Streams & Wetlands Restoration

Broad Creek MVA

The Broad Creek headwaters restoration project adjacent to the MVA Park and Ride restored pre-development habitat and arrested channel erosion in one of the South River watershed’s most rapidly eroding valleys.

A series soil cores up to 30 feet deep have demonstrated that a stream channel never existed at this site until a manmade dam failed in the 1970s, exposing over 30,000 tons of legacy sediment to continual erosion and transport into Broad Creek. Rehabilitation of this site was accomplished by the construction of an integrated wetland/stream restoration project within the valley. Part of the project removed legacy sediments from the valley and re-establishment the historic wetland and floodplain elevations, while other portions of the project increased the elevation of the water table to existing valley grades.

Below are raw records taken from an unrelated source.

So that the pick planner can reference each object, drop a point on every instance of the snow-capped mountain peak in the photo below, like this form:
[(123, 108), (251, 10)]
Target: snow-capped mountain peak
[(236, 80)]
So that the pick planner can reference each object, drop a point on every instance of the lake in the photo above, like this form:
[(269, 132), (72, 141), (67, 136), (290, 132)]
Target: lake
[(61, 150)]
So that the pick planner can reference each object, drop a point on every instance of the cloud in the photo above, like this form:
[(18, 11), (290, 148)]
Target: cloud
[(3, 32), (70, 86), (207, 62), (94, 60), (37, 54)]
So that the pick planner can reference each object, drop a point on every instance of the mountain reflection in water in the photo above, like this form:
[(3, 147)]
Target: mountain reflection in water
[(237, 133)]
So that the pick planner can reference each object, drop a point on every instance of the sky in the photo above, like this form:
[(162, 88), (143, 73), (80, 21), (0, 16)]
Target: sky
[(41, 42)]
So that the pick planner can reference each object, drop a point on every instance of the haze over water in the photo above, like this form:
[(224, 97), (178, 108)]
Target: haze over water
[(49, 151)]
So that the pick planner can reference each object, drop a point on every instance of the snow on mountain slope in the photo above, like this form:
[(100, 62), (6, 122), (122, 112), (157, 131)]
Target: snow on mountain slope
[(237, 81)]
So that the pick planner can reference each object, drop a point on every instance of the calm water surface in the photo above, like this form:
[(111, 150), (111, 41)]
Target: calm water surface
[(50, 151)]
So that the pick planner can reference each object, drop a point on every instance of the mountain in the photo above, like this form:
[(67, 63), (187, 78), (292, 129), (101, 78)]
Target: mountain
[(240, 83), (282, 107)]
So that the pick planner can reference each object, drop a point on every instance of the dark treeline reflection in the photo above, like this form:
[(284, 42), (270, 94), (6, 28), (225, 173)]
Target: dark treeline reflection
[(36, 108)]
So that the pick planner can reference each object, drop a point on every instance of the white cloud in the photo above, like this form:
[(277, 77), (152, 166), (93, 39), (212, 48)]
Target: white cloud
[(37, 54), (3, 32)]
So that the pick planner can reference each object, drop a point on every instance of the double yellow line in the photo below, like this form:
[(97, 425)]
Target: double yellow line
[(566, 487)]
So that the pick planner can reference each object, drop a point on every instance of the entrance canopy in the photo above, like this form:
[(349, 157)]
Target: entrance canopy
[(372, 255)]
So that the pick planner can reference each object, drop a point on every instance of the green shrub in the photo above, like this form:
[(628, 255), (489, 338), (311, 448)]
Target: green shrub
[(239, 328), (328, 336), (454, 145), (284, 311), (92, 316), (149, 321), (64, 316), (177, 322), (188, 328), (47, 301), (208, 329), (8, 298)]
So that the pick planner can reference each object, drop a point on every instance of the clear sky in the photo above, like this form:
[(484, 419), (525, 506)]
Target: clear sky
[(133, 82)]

This site historically served as a livestock pond, and at some point in the mid-20th century, the pond and its earthen berm were massively expanded to impound approximately 4-5 acres of water within the valley, requiring a dam approximately 15-18′ tall from toe to crown. This allowed a new use of the pond: irrigation source. This dam eventually failed in the 1970s, and the subsequent erosion resulting from stormwater pulses has incised a channel an additional 5-6′ lower than the dam’s original footing. Headcutting began furiously through the pond’s legacy sediments, and has now cut the base grade below the elevation of groundwater interception.

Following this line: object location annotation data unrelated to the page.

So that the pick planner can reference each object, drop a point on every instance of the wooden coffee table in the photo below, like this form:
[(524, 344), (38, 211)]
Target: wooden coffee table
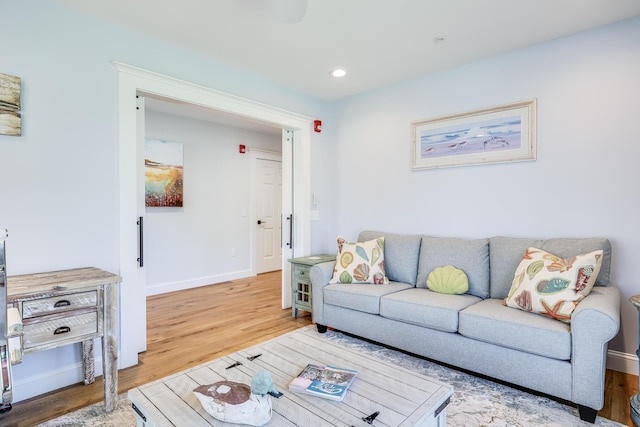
[(402, 397)]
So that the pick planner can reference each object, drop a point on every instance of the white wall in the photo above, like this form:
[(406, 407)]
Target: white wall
[(583, 184), (58, 196), (191, 246)]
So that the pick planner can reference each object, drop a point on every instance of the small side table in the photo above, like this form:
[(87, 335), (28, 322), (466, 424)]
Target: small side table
[(635, 399), (301, 283)]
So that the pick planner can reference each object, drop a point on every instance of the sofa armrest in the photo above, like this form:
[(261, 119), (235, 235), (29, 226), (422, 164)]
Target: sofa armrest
[(320, 275), (595, 322)]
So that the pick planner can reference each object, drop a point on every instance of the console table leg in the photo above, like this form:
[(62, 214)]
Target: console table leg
[(88, 364), (634, 402), (110, 347)]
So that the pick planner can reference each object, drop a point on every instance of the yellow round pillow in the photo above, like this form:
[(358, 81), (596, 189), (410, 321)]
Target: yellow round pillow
[(448, 280)]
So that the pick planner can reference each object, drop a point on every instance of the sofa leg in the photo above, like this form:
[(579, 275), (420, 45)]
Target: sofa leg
[(587, 414)]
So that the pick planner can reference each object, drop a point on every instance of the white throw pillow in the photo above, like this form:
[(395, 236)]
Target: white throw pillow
[(361, 262), (549, 285)]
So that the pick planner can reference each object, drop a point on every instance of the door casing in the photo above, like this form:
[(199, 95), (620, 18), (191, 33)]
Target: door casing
[(133, 81)]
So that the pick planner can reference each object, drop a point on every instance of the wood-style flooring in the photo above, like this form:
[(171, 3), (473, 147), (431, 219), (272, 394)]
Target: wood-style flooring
[(189, 327)]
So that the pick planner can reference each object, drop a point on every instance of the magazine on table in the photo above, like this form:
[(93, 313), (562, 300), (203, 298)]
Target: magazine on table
[(328, 382)]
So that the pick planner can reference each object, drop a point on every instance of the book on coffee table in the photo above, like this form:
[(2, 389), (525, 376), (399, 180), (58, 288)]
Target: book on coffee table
[(327, 382)]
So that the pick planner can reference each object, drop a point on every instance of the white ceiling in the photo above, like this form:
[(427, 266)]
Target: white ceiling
[(378, 42)]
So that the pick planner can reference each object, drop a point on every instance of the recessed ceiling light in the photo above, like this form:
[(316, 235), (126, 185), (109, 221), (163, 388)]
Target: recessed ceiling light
[(339, 72)]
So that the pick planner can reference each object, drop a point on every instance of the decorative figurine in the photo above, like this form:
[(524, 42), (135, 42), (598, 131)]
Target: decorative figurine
[(238, 403)]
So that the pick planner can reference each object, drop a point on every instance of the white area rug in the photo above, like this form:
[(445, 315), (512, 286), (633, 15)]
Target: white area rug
[(475, 401)]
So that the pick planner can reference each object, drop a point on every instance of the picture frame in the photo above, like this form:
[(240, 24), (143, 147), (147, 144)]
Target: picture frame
[(501, 134), (163, 174)]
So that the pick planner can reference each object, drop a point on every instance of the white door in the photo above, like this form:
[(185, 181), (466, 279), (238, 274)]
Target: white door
[(268, 187)]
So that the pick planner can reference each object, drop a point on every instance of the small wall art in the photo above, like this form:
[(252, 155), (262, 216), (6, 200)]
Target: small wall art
[(10, 118), (505, 133), (163, 173)]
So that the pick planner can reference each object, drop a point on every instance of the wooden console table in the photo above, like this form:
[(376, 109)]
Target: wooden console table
[(301, 282), (71, 306)]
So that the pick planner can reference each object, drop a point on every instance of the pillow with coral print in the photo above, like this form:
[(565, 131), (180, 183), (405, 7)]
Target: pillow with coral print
[(549, 285), (361, 262)]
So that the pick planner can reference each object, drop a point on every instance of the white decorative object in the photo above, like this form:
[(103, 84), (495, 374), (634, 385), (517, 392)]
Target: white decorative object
[(234, 403)]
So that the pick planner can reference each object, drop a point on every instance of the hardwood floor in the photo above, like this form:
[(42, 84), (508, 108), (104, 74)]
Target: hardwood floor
[(187, 328)]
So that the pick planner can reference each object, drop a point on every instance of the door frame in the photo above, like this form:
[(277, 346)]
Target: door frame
[(255, 155), (133, 81)]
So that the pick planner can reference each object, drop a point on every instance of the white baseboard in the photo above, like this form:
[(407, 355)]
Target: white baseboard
[(35, 385), (162, 288), (622, 362)]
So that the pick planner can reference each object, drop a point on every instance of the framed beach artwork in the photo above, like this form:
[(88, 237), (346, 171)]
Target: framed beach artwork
[(10, 118), (501, 134), (163, 173)]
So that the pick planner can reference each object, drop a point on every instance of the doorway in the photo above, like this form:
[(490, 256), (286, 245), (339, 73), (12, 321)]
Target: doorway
[(133, 81), (267, 172)]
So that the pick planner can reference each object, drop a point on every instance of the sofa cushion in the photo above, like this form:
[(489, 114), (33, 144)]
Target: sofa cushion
[(490, 321), (361, 262), (505, 254), (552, 286), (360, 297), (401, 253), (448, 280), (426, 308), (470, 256)]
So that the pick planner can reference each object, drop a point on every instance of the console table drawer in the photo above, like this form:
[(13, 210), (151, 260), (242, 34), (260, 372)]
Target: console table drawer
[(59, 303), (51, 329)]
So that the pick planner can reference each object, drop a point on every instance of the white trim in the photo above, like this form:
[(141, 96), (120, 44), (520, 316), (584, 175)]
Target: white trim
[(622, 362), (162, 288), (133, 81)]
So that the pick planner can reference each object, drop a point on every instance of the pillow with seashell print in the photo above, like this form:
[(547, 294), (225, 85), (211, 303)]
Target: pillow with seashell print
[(361, 262), (552, 286)]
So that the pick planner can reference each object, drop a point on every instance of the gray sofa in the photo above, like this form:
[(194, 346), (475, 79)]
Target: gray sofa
[(475, 331)]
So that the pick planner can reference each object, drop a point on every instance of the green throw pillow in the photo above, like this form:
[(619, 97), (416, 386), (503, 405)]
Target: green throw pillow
[(448, 280)]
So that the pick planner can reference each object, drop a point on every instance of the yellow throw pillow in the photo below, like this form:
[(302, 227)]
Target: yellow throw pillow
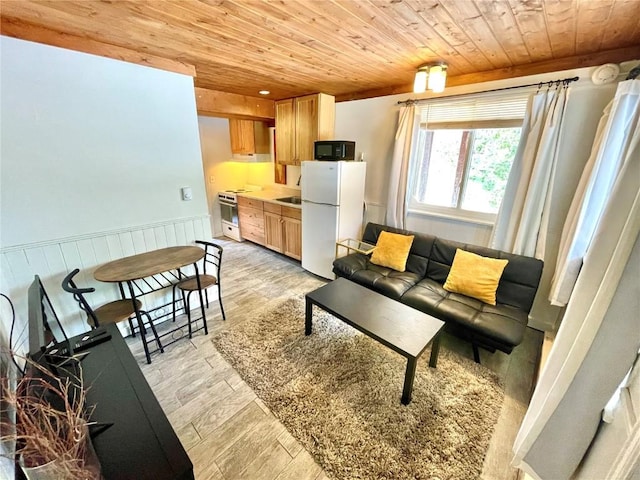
[(475, 276), (392, 250)]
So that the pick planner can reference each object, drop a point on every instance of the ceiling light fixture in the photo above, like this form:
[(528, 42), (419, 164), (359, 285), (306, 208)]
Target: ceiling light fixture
[(432, 76)]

The site was mapped as “highly degraded” in the Anne Arundel County Phase II WIP, and was one of Maryland State Highway Administration’s top priorities for stream/wetland restoration in Maryland. The site is at the headwaters of Broad Creek, which along with Church Creek represents the strategic focus of the Federation for the purposes of key habitat improvement and erosion/sediment reduction. The project was specifically listed as a high priority project in our initial Watershed Plan (2002) and subsequent watershed restoration plan (2008). Construction began in 2015, and was completed in 2016 by SHA.